Ехали опять поездом. В последнее время билеты на самолёт доставали только кудесники, а директор группы Волкова кудесником не был. Но, впрочем, путешествие этим допотопным и обстоятельным видом перемещения в пространстве и во времени имело свои исключительные прелести. Так, в поезде возникала та особая купейно-гостиничная атмосфера отношений между членами волковской команды, и частенько происходили различные любопытные случаи, которые, конечно, никогда не смогли бы произойти в чересчур спрессованном пространстве обшарпанных лайнеров Аэрофлота.

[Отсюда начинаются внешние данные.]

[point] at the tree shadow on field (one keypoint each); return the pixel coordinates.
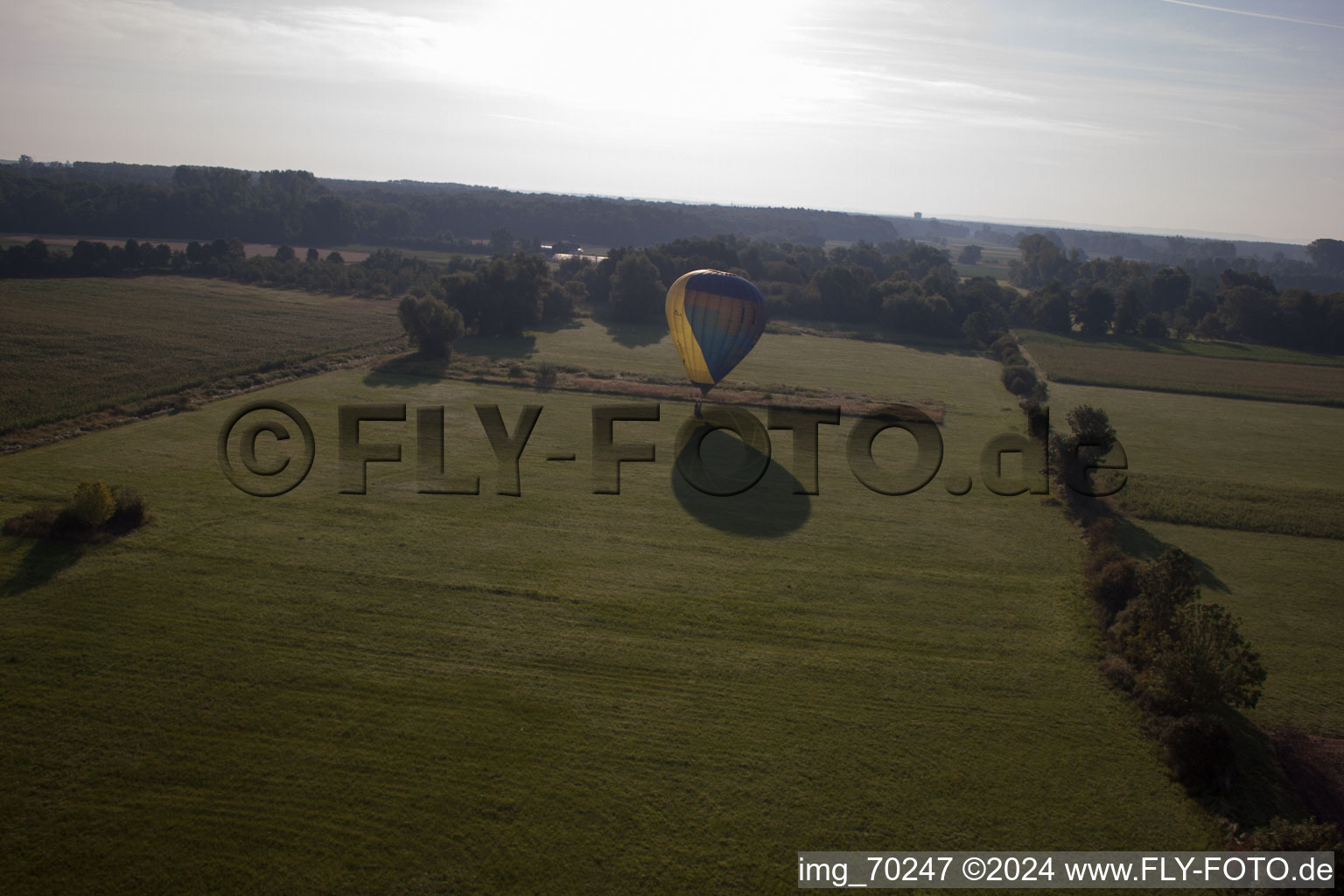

В прошлую поездку, например, места их были разбросаны по трём купе, и в одном из них Волкова достала разговорами одна довольно симпатичная особа из провинции, но с претензиями всезнайки во всём и в «русском роке» тоже. Волка она как-то видела по «ящику» и узнала его. Рок-н-ролльные суждения её основывались на впечатлениях от 8-10 наиболее разрекламированных групп, и она страстно жаждала узнать поподробнее образ жизни музыкально-легендарных личностей и волковской в том числе. «Ну, ты сама догадываешься, дорогая, что у нас всё не так, как у жлобов, — серьёзно изрёк Волк. — Ну, вот, например…»
И через полчаса простушка-провинциалка сидела по-турецки на вагонных полатях с сигаретой в одной руке и стаканом портвейна в другой, и что примечательно — абсолютно голая. А Волк, одетый и в меру серьёзный, менторски втолковывал ей, что в среде музыкантов и передовых женщин такие манеры и способ общения наиболее распространены. В купе входили и выходили члены команды, как будто не обращая особого внимания на привычно голых железнодорожных попутчиц, она при этом уже почти не смущалась, а за дверью купе давились от хохота.